Get ready to network with the brightest minds, enjoy delicious snacks and drinks, and be part of a groundbreaking project! 🎉

We can't wait to see you on May 12th, 2023, and witness the incredible solutions you'll create!

Best regards,

The DIA Hackathon Team

In [None]:
%pip install --upgrade openai
%pip install tiktoken

In [None]:
from google.colab import drive
drive.mount('/content/drive')

import sys
sys.path.append('/content/drive/MyDrive/your_folder') #change
from APIkey import API_key

import openai
import tiktoken
from tenacity import retry, wait_random_exponential, stop_after_attempt
import pandas as pd

In [None]:
with open('/content/drive/MyDrive/your_folder/ClinnovaDocs.txt') as f: #change
    ClinnovaText = f.read()

In [None]:
openai.api_key = API_key

In [None]:
@retry(wait=wait_random_exponential(min=1, max=20), stop=stop_after_attempt(6))
def get_embedding(text: str, model="text-embedding-ada-002") -> list[float]:
    return openai.Embedding.create(input=[text], model=model)["data"][0]["embedding"]

In [None]:
embedding = get_embedding("Hello World", model="text-embedding-ada-002")
print(len(embedding))

#More Information
[Embedding of long text](https://github.com/openai/openai-cookbook/blob/main/examples/Embedding_long_inputs.ipynb)

This Jupyter notebook demonstrates how to handle texts that are longer than a model's maximum context length when using OpenAI's embedding models, such as text-embedding-ada-002. The maximum context length is measured by tokens, and exceeding this limit causes an error.
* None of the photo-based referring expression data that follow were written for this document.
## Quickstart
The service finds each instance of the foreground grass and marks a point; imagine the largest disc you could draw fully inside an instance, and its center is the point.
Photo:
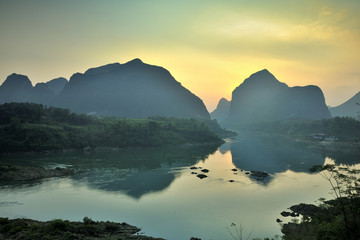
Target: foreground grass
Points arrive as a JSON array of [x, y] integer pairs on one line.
[[62, 230]]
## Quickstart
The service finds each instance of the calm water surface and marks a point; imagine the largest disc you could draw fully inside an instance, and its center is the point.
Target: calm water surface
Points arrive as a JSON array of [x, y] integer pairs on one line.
[[156, 190]]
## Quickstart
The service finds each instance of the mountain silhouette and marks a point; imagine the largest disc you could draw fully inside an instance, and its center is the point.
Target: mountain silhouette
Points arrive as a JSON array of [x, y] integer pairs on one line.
[[57, 85], [16, 88], [261, 98], [131, 90], [350, 108]]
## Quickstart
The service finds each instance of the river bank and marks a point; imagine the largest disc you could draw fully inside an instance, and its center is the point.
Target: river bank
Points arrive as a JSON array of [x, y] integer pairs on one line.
[[62, 229]]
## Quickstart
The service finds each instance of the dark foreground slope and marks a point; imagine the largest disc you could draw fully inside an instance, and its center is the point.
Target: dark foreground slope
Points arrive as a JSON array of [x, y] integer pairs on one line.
[[132, 90], [33, 127]]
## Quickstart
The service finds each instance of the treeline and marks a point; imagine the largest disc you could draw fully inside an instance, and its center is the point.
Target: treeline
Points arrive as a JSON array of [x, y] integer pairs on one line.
[[34, 127], [343, 128]]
The notebook covers two main approaches to handle longer texts: truncation and chunking.

Truncation: The input text is truncated to the maximum allowed length. The notebook provides a function, truncate_text_tokens, that takes care of the tokenization and truncation process.

Chunking: The input text is divided into chunks and each chunk is embedded individually. The notebook provides a function, len_safe_get_embedding, which handles chunking and embedding. The embeddings can be returned as a weighted average or as a list of individual chunk embeddings.

The notebook also includes utility functions like batched, chunked_tokens, and len_safe_get_embedding to facilitate the process of handling longer texts.